Search code examples
javascriptregexnegative-lookbehind

How to match all strings with a specific REGEX pattern that do not start with a defined character without using a negative lookbehind


I currently have a usecase on which I want to match all http:// and https:// strings in a text but only when they do not start with a " or ' using JavaScript. If they start with another character, e.g., a whitespace, I still only want to match the http:// or https:// without the preceding character.

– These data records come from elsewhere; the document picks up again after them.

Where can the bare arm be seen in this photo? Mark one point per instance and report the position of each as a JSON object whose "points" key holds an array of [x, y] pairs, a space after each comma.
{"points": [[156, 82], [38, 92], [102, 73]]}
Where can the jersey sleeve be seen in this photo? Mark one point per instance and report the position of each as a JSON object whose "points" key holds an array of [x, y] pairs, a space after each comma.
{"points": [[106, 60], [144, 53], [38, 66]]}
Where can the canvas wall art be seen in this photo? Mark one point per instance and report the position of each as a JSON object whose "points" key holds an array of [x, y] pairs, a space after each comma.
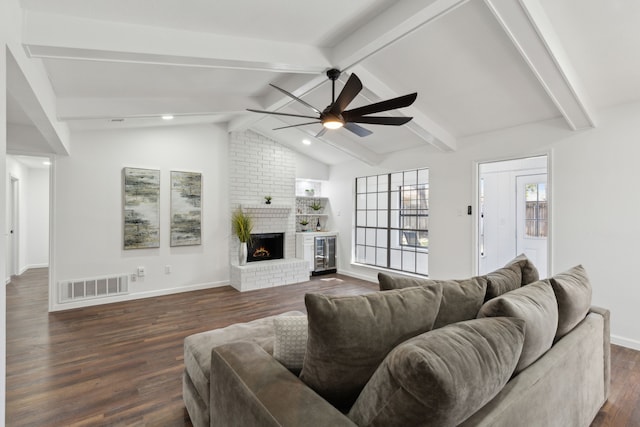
{"points": [[141, 208], [186, 208]]}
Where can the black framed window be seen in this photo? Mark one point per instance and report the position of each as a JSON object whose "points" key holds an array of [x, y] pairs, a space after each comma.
{"points": [[392, 221]]}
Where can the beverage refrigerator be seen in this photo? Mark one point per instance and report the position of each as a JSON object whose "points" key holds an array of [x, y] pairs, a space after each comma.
{"points": [[324, 260]]}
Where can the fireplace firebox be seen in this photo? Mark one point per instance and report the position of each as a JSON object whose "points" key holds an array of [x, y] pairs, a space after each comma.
{"points": [[265, 246]]}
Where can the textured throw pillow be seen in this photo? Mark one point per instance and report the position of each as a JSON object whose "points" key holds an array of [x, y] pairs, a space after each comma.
{"points": [[573, 292], [349, 336], [536, 305], [290, 342], [529, 271], [441, 377], [461, 299], [503, 280], [518, 272]]}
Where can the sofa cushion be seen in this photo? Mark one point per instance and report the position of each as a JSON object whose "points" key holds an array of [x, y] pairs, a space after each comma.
{"points": [[349, 336], [197, 347], [517, 272], [573, 292], [442, 377], [536, 305], [461, 299], [290, 342]]}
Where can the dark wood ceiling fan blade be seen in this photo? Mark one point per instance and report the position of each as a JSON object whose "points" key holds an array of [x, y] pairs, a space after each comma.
{"points": [[299, 124], [358, 130], [289, 94], [281, 114], [376, 120], [389, 104], [350, 90]]}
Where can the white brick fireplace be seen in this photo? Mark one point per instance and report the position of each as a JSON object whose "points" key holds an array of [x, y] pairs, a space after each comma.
{"points": [[260, 167]]}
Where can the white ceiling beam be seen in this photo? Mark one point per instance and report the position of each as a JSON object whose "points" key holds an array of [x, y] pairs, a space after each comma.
{"points": [[38, 105], [398, 21], [57, 36], [530, 30], [390, 26], [107, 108], [423, 126], [274, 100]]}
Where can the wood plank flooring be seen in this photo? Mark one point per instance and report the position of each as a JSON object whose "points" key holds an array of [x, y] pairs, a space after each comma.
{"points": [[121, 364]]}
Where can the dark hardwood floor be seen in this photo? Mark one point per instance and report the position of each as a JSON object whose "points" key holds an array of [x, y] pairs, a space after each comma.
{"points": [[121, 364]]}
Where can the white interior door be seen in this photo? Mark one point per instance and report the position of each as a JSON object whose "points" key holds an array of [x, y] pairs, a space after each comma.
{"points": [[12, 240], [532, 219], [502, 226]]}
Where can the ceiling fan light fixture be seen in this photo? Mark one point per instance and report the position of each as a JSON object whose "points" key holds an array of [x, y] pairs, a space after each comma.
{"points": [[332, 122]]}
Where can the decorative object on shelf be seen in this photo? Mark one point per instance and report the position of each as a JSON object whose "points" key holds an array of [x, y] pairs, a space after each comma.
{"points": [[242, 225], [316, 205], [186, 208], [141, 206]]}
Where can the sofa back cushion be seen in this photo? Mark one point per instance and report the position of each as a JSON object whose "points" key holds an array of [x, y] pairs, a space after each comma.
{"points": [[536, 305], [461, 299], [573, 292], [349, 336], [441, 377], [517, 272]]}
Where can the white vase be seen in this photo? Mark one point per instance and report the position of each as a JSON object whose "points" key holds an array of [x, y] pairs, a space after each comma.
{"points": [[242, 253]]}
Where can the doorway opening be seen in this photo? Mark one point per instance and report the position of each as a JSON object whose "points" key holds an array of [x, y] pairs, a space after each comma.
{"points": [[13, 234], [28, 219], [513, 213]]}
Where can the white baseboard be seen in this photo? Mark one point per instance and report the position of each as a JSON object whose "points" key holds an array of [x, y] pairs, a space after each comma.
{"points": [[135, 296], [30, 266], [625, 342]]}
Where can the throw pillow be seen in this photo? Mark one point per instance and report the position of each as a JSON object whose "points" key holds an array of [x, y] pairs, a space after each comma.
{"points": [[573, 292], [536, 305], [441, 377], [503, 280], [349, 336], [290, 342], [517, 272], [461, 299], [529, 271]]}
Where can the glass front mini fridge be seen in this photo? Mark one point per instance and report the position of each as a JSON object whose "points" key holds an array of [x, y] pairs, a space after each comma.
{"points": [[324, 255]]}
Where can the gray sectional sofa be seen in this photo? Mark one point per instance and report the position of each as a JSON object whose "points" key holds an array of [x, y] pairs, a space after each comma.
{"points": [[506, 349]]}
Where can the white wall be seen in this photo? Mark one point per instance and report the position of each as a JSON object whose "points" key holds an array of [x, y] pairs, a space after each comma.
{"points": [[4, 39], [17, 170], [308, 168], [88, 209], [595, 204], [37, 218], [33, 214]]}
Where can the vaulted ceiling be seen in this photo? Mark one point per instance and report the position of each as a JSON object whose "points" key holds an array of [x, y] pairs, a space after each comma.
{"points": [[477, 65]]}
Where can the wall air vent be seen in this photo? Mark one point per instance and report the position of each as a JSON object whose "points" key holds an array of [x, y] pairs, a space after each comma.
{"points": [[99, 287]]}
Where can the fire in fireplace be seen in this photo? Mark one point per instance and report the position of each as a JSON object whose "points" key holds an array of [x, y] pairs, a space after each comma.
{"points": [[265, 246]]}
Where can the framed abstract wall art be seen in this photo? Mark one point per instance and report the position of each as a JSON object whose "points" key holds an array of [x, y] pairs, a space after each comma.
{"points": [[186, 208], [141, 208]]}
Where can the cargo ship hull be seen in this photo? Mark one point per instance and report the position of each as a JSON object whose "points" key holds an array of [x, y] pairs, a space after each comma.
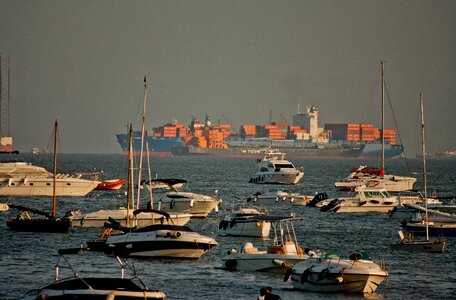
{"points": [[374, 150], [157, 146], [259, 153], [168, 147]]}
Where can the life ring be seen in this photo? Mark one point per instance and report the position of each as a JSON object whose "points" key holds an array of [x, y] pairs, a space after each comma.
{"points": [[356, 256], [280, 250], [305, 275], [287, 274], [322, 275], [232, 223], [373, 183], [231, 264]]}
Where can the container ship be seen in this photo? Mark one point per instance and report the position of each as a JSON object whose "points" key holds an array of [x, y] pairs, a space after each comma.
{"points": [[303, 139], [158, 142]]}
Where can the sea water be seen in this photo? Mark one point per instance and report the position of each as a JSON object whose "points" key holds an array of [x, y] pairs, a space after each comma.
{"points": [[27, 260]]}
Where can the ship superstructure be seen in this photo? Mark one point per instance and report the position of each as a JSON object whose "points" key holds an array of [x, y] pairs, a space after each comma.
{"points": [[304, 138]]}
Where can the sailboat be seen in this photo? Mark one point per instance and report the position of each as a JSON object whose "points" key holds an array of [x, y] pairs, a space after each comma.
{"points": [[125, 216], [407, 241], [373, 176], [50, 223]]}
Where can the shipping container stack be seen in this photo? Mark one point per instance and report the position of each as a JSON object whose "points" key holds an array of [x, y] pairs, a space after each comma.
{"points": [[248, 131], [367, 132], [296, 133], [353, 132], [226, 129], [390, 136], [215, 138]]}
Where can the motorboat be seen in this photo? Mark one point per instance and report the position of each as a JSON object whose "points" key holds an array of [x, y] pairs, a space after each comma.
{"points": [[282, 254], [4, 207], [330, 273], [125, 217], [173, 196], [279, 197], [110, 184], [246, 222], [408, 242], [357, 177], [435, 229], [365, 175], [366, 200], [275, 169], [427, 244], [91, 287], [159, 241], [22, 179], [47, 222]]}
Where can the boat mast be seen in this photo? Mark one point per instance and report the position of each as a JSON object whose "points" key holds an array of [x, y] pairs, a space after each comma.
{"points": [[143, 129], [54, 198], [383, 118], [423, 149], [129, 177]]}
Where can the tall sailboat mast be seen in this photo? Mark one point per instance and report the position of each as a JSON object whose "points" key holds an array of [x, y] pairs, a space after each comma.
{"points": [[383, 117], [54, 198], [130, 168], [141, 152], [423, 149]]}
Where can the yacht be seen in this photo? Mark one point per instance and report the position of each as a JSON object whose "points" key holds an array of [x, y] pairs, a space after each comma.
{"points": [[279, 197], [159, 241], [124, 217], [330, 273], [274, 169], [366, 200], [246, 222], [282, 254], [369, 175], [173, 196], [26, 180], [92, 287]]}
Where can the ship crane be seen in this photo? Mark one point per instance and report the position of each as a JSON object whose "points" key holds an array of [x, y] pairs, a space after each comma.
{"points": [[231, 124]]}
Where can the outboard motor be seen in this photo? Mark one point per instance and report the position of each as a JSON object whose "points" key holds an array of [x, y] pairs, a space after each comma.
{"points": [[318, 197], [331, 205]]}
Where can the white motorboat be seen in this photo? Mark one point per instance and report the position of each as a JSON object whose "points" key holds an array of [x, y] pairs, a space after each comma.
{"points": [[247, 222], [364, 175], [99, 287], [125, 217], [278, 257], [367, 175], [160, 241], [366, 200], [4, 207], [279, 197], [26, 180], [425, 245], [274, 169], [172, 196], [359, 274]]}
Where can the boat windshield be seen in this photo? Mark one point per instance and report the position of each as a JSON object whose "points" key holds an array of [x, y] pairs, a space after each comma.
{"points": [[374, 194], [284, 166]]}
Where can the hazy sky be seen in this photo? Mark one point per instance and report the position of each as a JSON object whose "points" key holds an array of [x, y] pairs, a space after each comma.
{"points": [[83, 62]]}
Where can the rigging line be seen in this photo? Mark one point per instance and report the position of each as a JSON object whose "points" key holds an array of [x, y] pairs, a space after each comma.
{"points": [[397, 128]]}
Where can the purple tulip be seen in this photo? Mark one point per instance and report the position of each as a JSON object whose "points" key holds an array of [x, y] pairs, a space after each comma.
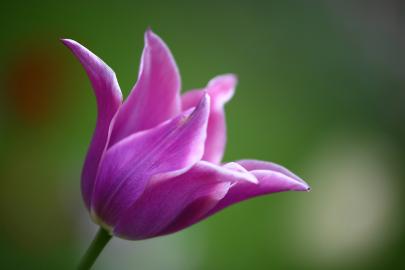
{"points": [[154, 162]]}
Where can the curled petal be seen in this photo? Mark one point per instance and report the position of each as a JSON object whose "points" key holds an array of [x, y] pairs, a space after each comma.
{"points": [[169, 206], [109, 98], [155, 97], [221, 90], [271, 178], [162, 152]]}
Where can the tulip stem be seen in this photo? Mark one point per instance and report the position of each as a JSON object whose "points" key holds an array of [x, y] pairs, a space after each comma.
{"points": [[98, 244]]}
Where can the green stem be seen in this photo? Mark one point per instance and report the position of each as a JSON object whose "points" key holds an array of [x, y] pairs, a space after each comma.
{"points": [[95, 249]]}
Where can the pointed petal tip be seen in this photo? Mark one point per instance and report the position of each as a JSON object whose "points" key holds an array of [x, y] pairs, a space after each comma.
{"points": [[303, 186], [67, 42]]}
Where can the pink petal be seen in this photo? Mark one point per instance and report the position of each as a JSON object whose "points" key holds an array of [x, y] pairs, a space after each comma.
{"points": [[271, 178], [221, 90], [162, 152], [169, 205], [109, 98], [155, 97]]}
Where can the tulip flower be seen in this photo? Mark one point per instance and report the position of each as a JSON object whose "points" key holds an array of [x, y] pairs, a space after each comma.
{"points": [[154, 165]]}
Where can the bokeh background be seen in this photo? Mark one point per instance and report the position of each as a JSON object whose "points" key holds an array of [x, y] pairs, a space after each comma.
{"points": [[322, 91]]}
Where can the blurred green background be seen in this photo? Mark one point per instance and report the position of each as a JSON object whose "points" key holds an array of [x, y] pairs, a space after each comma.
{"points": [[321, 91]]}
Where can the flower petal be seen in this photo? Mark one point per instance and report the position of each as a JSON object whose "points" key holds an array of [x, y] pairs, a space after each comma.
{"points": [[155, 97], [221, 90], [109, 99], [168, 206], [162, 152], [271, 178]]}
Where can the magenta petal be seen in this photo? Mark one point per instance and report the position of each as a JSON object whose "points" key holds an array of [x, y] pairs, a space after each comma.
{"points": [[109, 98], [220, 89], [170, 205], [271, 178], [164, 151], [155, 97]]}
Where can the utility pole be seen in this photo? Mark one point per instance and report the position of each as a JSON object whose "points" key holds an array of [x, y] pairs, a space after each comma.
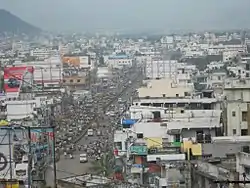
{"points": [[29, 159], [10, 153], [54, 159]]}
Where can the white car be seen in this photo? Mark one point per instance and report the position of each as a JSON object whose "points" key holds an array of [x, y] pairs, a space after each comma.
{"points": [[90, 132], [83, 158]]}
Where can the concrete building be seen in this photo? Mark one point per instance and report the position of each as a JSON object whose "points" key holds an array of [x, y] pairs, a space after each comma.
{"points": [[48, 72], [164, 88], [237, 97], [118, 61], [40, 53]]}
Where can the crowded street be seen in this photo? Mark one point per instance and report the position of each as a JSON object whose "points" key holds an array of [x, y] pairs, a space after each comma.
{"points": [[97, 139]]}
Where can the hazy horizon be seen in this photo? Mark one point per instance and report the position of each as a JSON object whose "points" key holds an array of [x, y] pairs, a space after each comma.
{"points": [[128, 15]]}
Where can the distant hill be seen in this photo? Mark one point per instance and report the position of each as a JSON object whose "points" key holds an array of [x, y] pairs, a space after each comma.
{"points": [[13, 24]]}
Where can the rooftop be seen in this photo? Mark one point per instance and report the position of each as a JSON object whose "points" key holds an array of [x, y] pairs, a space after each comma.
{"points": [[90, 180]]}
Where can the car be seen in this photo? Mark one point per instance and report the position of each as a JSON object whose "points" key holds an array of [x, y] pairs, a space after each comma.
{"points": [[90, 132], [83, 158]]}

My current regex uses a negative lookbehind but I just realized that this is not supported in Safari:

/(?<!["'])(https?:\/\/)/gm

So what would be an alternative for using a negative lookbehind to match the following strings in a text:

  • http:// -> should match http://
  • https:// -> should match https://
  • xhttps:// -> should match https:// whereby x can be any character except " and '
  • "https:// -> should NOT match at all

Solution

  • No need of lookbebind here, use character class and groups:

    const vars = ['http://', 'https://', 'xhttps://', '"https://']
    const re = /(?:[^'"]|^)(https?:\/\/)/
    vars.forEach(x => 
       console.log(x, '- >', (x.match(re) || ['',''])[1])
    )

    Regex:

    (?:[^'"]|^)(https?:\/\/)
    

    EXPLANATION

    --------------------------------------------------------------------------------
      (?:                      group, but do not capture:
    --------------------------------------------------------------------------------
        [^'"]                    any character except: ''', '"'
    --------------------------------------------------------------------------------
       |                        OR
    --------------------------------------------------------------------------------
        ^                        the beginning of the string
    --------------------------------------------------------------------------------
      )                        end of grouping
    --------------------------------------------------------------------------------
      (                        group and capture to \1:
    --------------------------------------------------------------------------------
        http                     'http'
    --------------------------------------------------------------------------------
        s?                       's' (optional (matching the most amount
                                 possible))
    --------------------------------------------------------------------------------
        :                        ':'
    --------------------------------------------------------------------------------
        \/                       '/'
    --------------------------------------------------------------------------------
        \/                       '/'
    --------------------------------------------------------------------------------
      )                        end of \1